🤖 AI Summary
This work addresses the lack of reliable single-model uncertainty quantification in brain tumor MRI segmentation and the underutilization of semantic information from radiology reports. To this end, the authors propose DGRNet, a novel framework that estimates segmentation uncertainty through a multi-view disagreement mechanism built upon a shared encoder-decoder architecture augmented with four lightweight view adapters. For the first time, a text-conditioned refinement module is introduced to semantically guide corrections in high-uncertainty regions using clinical reports. To prevent view collapse, a diversity-preserving training strategy is devised, combining pairwise similarity penalties with gradient isolation. Evaluated on TextBraTS, DGRNet achieves a 2.4% improvement in Dice score and an 11% reduction in HD95, significantly outperforming existing methods while providing clinically meaningful uncertainty estimates.
📝 Abstract
Accurate brain tumor segmentation from MRI scans is critical for diagnosis and treatment planning. Despite the strong performance of recent deep learning approaches, two fundamental limitations remain: (1) the lack of reliable uncertainty quantification in single-model predictions, which is essential for clinical deployment because the level of uncertainty may impact treatment decision-making, and (2) the under-utilization of rich information in radiology reports that can guide segmentation in ambiguous regions.

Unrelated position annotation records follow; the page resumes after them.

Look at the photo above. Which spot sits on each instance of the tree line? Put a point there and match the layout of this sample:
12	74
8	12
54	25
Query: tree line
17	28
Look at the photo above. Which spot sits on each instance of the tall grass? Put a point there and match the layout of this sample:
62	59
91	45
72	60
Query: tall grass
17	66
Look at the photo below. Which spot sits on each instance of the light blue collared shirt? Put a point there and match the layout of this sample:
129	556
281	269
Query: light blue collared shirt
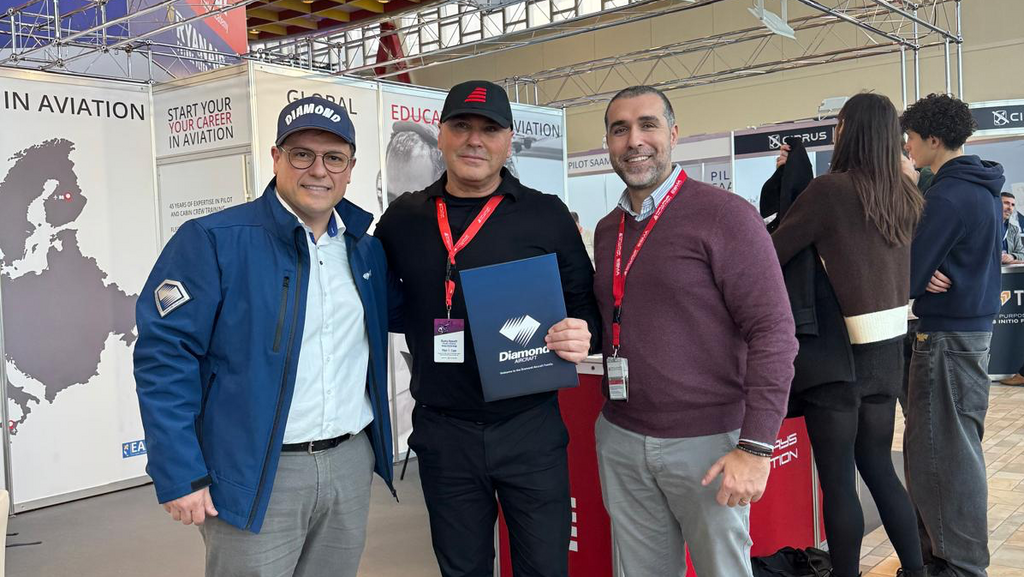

In this paper, we propose the Disagreement-Guided Refinement Network (DGRNet), a novel framework that addresses both limitations through multi-view disagreement-based uncertainty estimation and text-conditioned refinement. DGRNet generates diverse predictions via four lightweight view-specific adapters attached to a shared encoder-decoder, enabling efficient uncertainty quantification within a single forward pass. Afterward, we build disagreement maps to identify regions of high segmentation uncertainty, which are then selectively refined according to clinical reports. Moreover, we introduce a diversity-preserving training strategy that combines pairwise similarity penalties and gradient isolation to prevent view collapse. The experimental results on the TextBraTS dataset show that DGRNet favorably improves state-of-the-art segmentation accuracy by 2.4% and 11% in main metrics Dice and HD95, respectively, while providing meaningful uncertainty estimates.